Hi kittens it was measuring 9.5 on Monday, so I should be 10 weeks today! Stats say a HB at 10weeks gives you a 0.6% chance of mc, which is reassurring, though I really don't think I'll feel certain until (all being well) that little blighter is screaming in my arms! My next scan is also the scary nuchal on Sep 27 (day after yours) at FMC. I decided not to go on the Wednesday, mostly because DH is a journalist and his press day is Wed, and he can't spare half a day really, so we're doing it on the Thursday. I have the NHS one the next day. Interesting re. boys. We did a long runup when we conceived, so I'm sure we're still at a 50:50 chance. I don't mind a boy or girl - just a live one, preferably healthy! I don't know if I have moonface but I CERTAINLY have moontummy making me look like I'm 5 months at least, when I KNOW it's pred bloating.

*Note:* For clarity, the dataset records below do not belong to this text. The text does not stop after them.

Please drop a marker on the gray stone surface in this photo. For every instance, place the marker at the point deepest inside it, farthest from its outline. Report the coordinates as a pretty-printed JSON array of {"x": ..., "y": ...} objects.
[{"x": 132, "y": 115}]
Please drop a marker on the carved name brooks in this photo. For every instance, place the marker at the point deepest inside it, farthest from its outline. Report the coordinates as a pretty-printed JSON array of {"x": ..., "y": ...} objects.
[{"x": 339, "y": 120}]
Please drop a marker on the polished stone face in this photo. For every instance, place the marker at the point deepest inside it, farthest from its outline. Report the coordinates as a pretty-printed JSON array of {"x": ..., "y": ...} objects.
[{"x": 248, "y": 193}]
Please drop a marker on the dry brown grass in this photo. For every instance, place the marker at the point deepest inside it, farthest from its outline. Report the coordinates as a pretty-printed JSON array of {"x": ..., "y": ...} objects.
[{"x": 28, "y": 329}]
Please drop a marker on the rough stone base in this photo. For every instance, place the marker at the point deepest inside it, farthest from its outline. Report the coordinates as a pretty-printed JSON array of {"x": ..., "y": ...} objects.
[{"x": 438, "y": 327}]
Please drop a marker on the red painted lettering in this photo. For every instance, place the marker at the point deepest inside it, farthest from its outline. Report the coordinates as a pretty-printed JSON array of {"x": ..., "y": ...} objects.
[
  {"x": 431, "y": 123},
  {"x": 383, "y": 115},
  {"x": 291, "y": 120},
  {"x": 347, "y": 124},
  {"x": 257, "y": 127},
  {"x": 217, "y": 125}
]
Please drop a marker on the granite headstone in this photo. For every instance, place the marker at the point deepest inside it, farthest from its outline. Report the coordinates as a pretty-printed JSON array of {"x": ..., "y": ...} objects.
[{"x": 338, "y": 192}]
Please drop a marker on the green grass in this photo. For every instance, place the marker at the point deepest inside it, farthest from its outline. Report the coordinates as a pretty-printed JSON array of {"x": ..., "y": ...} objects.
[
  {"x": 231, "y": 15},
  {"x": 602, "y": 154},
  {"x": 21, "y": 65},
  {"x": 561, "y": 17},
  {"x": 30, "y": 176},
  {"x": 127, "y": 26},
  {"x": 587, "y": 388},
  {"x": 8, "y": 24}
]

Interesting update, duggs. On the pred/AF front, I'm on pred only from BFP as I'm borderline NKC and begged Mr S not to put me on it before BFP as my sleep is so bad (and boy is it worse since pred). So I think I'm relieved I wasn't on the pred during TTC! Also lemon on the NKC levels, mine were High around my last miscarriage, but Mr S restested them a month later, and they'd gone down to 'borderline', so I think it's worth letting pregnancies leave your system before testing. Expensive though! I know they give '10mg max' to hyperemesis sufferers, so I agree that 25mg is hardcore
ari that follicle scan doesn't sound bad at all. I had ONE measly follicle measuring 15mm, which wasn't very hopeful, and that follicle is now a massive ovarian cyst having cranked out an egg that has made my little embryo! So don't write them off! Fingers crossed!

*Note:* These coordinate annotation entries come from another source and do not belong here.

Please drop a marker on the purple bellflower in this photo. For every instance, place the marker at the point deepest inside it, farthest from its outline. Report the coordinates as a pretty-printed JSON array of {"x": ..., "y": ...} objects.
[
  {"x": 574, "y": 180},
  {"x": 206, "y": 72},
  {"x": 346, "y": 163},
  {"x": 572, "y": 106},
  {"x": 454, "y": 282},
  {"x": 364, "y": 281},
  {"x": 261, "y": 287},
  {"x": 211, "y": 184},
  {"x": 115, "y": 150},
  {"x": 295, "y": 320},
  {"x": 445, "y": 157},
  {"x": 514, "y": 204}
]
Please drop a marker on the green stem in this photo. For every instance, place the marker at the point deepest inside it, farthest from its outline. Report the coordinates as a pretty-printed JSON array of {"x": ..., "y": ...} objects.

loveslemon I'm so sorry you've been through SO and IUI only to now be miscarrying. Look after yourself. As others have said, you're amongst sympathy and understanding here. And without wanting to trivialise the huge disappointment of a miscarriage, it's very good to have conceived on your first SO cycle, which might give you a bit of hope for the future. But obviously right now it's just so sad. Thinking of you.
pebbles
re. the stress mixed in with hormones. We're just raging hormone farms going through all this, and it's a bloody miracle we manage to hold down any semblance of normal life! I hope the evening primrose and starflower works its magic. You poor thing.
mel thinking of you as you pee on that stick tomorrow!
ari great tip on the letrozole, though I won't be needing it again (if this one mc, it's adoption for us!).